4 min read

Understanding Horizontal Pod Autoscaling

Understanding Horizontal Pod Autoscaling

Autoscaling is an important aspect of running applications on Kubernetes at scale. Not only does it ensure your applications smoothly scale out with increasing load, it also allows better resource utilization and cost optimization.

In this post we’re going to look at HPA i.e. Horizontal Pod Autoscaling in details. We’ll see how it works under the hood and then understand how application administrators can leverage it to deploy seamless scaling.

Primer on Kubernetes Autoscaling

There are three major auto scaling mechanisms available in Kubernetes:

  • Horizontal Pod Autoscaling: Add more pods to the application for horizontal spreading of workload.
  • Vertical Pod Autoscaling: Add more CPU / Memory to the existing pod, so it can handle higher load.
  • Cluster Autoscaler: Add more nodes to the existing cluster.

The decision to choose an approach vs others is generally based on the application that needs to be scaled and other environmental factors.

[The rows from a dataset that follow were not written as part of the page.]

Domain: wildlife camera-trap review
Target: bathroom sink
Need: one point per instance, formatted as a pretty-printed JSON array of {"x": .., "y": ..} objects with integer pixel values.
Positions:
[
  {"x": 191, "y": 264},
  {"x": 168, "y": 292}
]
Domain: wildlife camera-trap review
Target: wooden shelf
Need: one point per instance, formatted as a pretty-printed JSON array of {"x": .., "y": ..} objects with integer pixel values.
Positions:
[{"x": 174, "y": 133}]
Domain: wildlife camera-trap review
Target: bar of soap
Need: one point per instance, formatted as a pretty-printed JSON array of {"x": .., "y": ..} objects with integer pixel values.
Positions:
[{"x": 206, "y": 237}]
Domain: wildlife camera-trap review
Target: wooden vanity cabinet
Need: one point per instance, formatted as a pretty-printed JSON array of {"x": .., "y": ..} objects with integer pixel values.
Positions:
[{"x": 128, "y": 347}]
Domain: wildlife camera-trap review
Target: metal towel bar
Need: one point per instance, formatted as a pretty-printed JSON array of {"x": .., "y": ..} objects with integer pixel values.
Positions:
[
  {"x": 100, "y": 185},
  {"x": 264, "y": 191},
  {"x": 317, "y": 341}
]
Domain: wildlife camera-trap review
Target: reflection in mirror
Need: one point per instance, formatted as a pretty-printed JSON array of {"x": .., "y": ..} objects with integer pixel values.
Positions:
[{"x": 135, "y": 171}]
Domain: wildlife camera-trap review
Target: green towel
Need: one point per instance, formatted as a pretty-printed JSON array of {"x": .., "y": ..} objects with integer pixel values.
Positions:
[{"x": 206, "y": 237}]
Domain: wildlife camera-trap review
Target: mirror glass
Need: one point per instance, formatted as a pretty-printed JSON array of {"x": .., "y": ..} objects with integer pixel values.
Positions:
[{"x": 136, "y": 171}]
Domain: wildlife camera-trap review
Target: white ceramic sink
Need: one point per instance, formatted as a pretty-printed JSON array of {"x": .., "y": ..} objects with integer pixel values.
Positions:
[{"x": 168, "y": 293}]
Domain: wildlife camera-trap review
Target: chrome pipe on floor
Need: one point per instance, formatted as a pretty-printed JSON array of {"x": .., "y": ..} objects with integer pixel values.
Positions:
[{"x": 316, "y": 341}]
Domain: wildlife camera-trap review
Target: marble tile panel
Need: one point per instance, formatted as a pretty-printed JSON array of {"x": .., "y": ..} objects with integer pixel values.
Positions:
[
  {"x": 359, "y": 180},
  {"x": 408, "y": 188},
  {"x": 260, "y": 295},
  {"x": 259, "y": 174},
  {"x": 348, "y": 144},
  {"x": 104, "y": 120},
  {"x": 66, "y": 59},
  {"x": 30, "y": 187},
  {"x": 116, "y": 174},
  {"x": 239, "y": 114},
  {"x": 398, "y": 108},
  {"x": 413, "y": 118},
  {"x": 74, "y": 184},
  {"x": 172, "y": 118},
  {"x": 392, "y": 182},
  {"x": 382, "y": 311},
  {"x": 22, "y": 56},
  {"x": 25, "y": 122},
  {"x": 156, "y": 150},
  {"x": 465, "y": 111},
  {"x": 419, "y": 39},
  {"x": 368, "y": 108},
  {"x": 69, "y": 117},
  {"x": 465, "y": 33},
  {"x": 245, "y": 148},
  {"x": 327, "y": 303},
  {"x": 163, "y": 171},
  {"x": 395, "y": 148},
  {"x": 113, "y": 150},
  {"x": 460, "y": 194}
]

For example, a stateless application like Nginx may be better off scaling horizontally. Since Nginx is stateless, there is not much additional Nginx specific data (except a static config file) that has to be available on new nodes before Nginx can be scheduled there. The minimal effort to horizontally scale Nginx pods as and when load increases and then scale it down again.

What is HPA

As per the official Kubernetes documentation,

The Horizontal Pod Autoscaler automatically scales the number of Pods in a replication controller, deployment, replica set or stateful set based on observed CPU utilization (or, with custom metrics support, on some other application-provided metrics). Note that Horizontal Pod Autoscaling does not apply to objects that can't be scaled, for example, DaemonSets.

For administrators this means an automated mechanism that keeps looking at certain metrics from an application’s pod. Then, based on a threshold, triggers increase or decrease in total number of pods.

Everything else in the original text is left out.